Tue, August 12, 8:00 to 9:00am, West Tower, Hyatt Regency Chicago, Floor: Ballroom Level/Gold, Regency B

Abstract

Existing research about entrepreneurs quitting their businesses often attribute the exit to their unsatisfactory performance, and women may be regarded as particularly resilient or vulnerable given different kinds of gender stereotypes. Situated in the rise of the Internet economy in China, this research adopts a more dynamic and critical approach to examine different kinds of "exit" of women from their self-employed online businesses and their corresponding strategies. These women faced different kinds of risks and uncertainties in their online businesses, which were intensified under socioeconomic changes and pandemic influences. However, the act of quitting business did not necessarily suggest an ending point of their business attempts.

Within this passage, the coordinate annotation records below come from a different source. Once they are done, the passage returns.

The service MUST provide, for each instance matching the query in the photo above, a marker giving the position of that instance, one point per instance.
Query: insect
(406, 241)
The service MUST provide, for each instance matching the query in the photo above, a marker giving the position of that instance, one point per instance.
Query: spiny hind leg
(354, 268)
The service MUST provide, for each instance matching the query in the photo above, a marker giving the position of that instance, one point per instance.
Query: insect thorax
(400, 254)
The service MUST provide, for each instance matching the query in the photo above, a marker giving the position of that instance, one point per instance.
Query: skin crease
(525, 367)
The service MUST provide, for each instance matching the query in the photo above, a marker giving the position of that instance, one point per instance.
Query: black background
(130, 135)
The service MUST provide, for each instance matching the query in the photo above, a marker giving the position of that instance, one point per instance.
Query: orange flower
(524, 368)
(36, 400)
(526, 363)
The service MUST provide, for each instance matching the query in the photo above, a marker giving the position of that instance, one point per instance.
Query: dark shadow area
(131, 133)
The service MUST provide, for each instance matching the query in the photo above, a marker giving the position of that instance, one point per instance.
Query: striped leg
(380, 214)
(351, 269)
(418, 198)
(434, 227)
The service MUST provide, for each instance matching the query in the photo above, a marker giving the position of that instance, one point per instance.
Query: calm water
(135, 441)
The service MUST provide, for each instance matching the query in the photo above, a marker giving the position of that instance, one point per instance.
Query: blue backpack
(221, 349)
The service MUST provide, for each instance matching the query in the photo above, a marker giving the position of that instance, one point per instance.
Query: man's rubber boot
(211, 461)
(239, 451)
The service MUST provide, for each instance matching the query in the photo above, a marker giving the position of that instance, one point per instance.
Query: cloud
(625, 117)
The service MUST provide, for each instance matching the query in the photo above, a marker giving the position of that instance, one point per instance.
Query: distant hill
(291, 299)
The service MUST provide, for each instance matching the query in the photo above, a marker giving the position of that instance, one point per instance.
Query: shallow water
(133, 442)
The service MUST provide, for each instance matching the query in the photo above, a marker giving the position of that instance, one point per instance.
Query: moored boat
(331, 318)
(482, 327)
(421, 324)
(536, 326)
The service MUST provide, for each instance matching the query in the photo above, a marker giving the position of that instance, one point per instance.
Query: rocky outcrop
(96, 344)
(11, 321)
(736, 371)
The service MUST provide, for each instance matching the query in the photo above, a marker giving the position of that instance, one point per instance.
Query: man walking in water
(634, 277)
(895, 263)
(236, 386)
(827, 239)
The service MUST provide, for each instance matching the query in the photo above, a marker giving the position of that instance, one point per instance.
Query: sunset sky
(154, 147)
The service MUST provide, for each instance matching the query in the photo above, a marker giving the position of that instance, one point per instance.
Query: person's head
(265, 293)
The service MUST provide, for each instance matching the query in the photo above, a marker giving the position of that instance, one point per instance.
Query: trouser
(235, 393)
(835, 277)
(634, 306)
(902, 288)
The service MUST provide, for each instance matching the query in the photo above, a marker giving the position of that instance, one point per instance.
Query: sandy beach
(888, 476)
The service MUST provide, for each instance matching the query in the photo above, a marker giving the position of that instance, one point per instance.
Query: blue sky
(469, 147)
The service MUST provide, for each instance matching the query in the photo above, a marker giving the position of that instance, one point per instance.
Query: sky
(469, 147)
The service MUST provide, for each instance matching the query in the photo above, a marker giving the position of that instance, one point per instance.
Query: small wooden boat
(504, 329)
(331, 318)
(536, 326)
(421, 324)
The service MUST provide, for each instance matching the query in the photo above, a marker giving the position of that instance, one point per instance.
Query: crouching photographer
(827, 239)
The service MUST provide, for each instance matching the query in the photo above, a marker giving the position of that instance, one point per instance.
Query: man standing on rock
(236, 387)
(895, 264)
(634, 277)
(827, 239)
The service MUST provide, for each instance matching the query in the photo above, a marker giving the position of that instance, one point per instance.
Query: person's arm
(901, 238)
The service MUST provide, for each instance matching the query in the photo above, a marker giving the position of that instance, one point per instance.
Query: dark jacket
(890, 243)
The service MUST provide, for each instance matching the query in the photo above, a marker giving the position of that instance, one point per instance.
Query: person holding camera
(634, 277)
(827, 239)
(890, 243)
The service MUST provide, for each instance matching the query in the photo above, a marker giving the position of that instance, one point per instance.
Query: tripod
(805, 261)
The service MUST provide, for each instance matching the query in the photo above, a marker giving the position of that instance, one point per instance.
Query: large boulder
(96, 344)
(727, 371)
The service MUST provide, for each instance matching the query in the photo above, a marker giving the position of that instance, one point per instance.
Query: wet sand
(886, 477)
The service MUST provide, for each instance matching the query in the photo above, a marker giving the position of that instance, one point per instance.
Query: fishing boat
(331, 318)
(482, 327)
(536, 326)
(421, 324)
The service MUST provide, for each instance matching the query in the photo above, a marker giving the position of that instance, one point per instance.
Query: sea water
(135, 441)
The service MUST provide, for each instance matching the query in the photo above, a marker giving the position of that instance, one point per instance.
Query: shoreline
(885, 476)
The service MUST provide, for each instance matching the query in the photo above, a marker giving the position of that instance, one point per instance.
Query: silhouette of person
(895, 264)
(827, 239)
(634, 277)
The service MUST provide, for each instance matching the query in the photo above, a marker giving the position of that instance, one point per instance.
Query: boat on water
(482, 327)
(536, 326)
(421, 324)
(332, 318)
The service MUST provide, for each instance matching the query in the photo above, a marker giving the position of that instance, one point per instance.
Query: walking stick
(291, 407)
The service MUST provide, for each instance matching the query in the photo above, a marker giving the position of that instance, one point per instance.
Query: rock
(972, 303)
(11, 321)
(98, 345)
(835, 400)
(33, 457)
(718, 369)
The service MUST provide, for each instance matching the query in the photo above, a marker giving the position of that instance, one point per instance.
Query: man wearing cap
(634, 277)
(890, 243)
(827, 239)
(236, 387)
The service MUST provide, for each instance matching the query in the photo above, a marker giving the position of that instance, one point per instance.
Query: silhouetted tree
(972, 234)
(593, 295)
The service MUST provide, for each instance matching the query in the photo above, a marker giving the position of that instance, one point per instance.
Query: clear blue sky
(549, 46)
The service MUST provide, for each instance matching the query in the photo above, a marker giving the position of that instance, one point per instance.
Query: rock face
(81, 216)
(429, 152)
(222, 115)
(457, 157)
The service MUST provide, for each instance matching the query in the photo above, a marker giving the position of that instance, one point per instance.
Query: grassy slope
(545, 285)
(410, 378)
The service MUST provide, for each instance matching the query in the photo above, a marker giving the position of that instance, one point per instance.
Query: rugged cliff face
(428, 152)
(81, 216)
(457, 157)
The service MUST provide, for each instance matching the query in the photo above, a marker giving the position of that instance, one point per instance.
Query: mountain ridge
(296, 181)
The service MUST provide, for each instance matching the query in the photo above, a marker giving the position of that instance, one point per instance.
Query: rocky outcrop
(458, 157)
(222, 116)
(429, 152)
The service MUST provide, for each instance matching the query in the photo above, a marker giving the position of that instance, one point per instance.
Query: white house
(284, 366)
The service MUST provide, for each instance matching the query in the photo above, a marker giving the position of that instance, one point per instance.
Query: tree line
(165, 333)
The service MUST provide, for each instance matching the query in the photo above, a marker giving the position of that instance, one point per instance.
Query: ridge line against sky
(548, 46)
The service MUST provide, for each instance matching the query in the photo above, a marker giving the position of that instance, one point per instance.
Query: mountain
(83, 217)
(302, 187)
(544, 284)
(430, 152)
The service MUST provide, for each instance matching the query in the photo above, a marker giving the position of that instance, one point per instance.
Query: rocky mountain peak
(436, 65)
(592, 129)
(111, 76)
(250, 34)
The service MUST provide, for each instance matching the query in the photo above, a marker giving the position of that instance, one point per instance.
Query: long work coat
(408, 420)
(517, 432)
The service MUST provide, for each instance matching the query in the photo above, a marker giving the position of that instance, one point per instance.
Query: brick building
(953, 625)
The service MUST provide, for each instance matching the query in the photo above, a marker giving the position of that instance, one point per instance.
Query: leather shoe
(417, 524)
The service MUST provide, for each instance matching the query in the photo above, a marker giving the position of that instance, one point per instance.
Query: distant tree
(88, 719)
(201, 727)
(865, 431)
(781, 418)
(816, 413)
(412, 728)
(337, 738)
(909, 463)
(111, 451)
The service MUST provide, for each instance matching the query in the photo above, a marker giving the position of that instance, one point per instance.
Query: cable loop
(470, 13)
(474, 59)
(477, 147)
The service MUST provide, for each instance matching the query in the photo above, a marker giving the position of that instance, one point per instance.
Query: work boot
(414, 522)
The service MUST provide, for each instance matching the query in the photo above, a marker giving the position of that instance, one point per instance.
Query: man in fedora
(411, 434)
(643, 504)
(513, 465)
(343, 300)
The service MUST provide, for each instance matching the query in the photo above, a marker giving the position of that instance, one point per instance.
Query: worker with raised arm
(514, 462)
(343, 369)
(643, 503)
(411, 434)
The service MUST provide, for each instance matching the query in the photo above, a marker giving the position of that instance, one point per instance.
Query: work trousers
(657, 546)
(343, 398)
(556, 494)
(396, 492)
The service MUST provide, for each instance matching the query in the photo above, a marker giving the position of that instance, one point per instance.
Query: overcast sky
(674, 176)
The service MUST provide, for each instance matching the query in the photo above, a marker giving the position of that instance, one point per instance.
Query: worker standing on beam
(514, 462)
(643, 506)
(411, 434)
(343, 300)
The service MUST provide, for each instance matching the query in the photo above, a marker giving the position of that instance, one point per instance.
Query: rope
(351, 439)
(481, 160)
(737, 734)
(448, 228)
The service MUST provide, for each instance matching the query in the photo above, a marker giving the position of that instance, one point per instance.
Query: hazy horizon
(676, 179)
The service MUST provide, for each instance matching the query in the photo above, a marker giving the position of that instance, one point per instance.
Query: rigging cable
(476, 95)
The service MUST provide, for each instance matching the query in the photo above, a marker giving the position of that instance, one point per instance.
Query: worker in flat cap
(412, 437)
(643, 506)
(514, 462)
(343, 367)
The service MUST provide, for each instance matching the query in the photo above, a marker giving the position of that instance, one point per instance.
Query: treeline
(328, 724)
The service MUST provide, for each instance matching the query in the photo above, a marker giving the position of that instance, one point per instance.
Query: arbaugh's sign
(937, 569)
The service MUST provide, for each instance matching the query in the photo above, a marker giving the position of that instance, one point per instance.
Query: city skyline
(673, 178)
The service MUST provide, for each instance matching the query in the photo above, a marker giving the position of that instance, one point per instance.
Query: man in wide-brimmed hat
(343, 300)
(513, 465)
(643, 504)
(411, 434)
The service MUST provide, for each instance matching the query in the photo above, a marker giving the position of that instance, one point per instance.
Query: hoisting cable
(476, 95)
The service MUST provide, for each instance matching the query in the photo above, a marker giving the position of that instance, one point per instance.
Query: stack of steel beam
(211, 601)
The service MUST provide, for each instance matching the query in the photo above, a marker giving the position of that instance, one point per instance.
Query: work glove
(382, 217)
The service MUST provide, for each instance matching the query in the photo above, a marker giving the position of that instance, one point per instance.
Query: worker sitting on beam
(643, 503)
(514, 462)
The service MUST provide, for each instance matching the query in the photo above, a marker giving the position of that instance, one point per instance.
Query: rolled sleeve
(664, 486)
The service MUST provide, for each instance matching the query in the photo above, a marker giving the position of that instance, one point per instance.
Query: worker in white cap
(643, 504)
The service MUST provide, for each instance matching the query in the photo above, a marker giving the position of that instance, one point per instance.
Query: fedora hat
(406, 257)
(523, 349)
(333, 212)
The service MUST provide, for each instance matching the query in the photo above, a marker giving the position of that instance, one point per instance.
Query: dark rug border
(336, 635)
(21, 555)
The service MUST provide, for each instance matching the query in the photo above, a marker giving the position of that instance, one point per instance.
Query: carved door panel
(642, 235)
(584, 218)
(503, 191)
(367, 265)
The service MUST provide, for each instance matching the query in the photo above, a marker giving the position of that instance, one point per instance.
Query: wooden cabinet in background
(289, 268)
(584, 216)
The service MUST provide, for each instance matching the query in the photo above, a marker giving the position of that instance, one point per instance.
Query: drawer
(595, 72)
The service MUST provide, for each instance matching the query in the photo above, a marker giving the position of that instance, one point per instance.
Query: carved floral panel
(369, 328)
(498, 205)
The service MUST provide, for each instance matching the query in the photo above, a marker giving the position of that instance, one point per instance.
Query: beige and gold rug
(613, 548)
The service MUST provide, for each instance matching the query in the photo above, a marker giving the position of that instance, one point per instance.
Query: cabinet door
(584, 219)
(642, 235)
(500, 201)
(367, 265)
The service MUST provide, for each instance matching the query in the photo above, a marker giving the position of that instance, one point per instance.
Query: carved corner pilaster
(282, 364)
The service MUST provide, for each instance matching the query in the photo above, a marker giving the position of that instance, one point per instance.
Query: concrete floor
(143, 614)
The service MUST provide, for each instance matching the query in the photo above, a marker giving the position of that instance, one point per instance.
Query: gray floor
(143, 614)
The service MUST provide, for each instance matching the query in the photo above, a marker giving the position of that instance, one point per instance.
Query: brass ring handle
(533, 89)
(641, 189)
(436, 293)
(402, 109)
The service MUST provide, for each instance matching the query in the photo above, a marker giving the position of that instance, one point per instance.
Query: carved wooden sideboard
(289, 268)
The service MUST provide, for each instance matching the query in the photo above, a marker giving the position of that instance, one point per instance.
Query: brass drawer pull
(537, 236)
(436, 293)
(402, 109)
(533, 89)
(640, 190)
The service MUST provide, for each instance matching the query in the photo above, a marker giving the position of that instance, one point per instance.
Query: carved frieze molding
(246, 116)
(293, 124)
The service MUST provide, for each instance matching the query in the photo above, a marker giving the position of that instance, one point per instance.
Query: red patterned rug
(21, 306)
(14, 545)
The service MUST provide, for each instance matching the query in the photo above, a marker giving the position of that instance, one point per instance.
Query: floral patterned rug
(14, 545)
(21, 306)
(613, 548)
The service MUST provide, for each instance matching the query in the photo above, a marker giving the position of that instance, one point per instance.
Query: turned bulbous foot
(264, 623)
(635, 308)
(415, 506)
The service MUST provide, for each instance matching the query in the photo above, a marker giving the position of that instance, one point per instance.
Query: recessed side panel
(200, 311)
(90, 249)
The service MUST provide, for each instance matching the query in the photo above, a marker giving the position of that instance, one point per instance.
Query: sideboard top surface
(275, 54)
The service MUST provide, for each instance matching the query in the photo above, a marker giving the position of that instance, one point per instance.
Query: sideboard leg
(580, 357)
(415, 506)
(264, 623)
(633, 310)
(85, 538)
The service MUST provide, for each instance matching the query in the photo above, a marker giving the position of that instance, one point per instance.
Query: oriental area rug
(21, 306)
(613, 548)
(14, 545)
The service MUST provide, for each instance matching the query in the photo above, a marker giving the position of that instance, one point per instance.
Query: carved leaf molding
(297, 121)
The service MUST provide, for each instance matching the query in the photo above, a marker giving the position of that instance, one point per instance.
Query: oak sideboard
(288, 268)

Drawing on in-depth interviews and online observations, this study focuses on a young and well-educated group of women with different levels of commitment to their online businesses and examines why and how some decided to quit their businesses and others did not. Their experiences illustrate how women made the exit decision, explored the reentry options, navigated in different industries, or took the exit as a short break. Depending on women's different levels of devotion and their various life stages, the findings suggest that full-time online businesswomen were more likely to drop out, and part-time businesswomen seemed to be more open to other possibilities, indicating different forms of agency and resilience in running business in the digital era.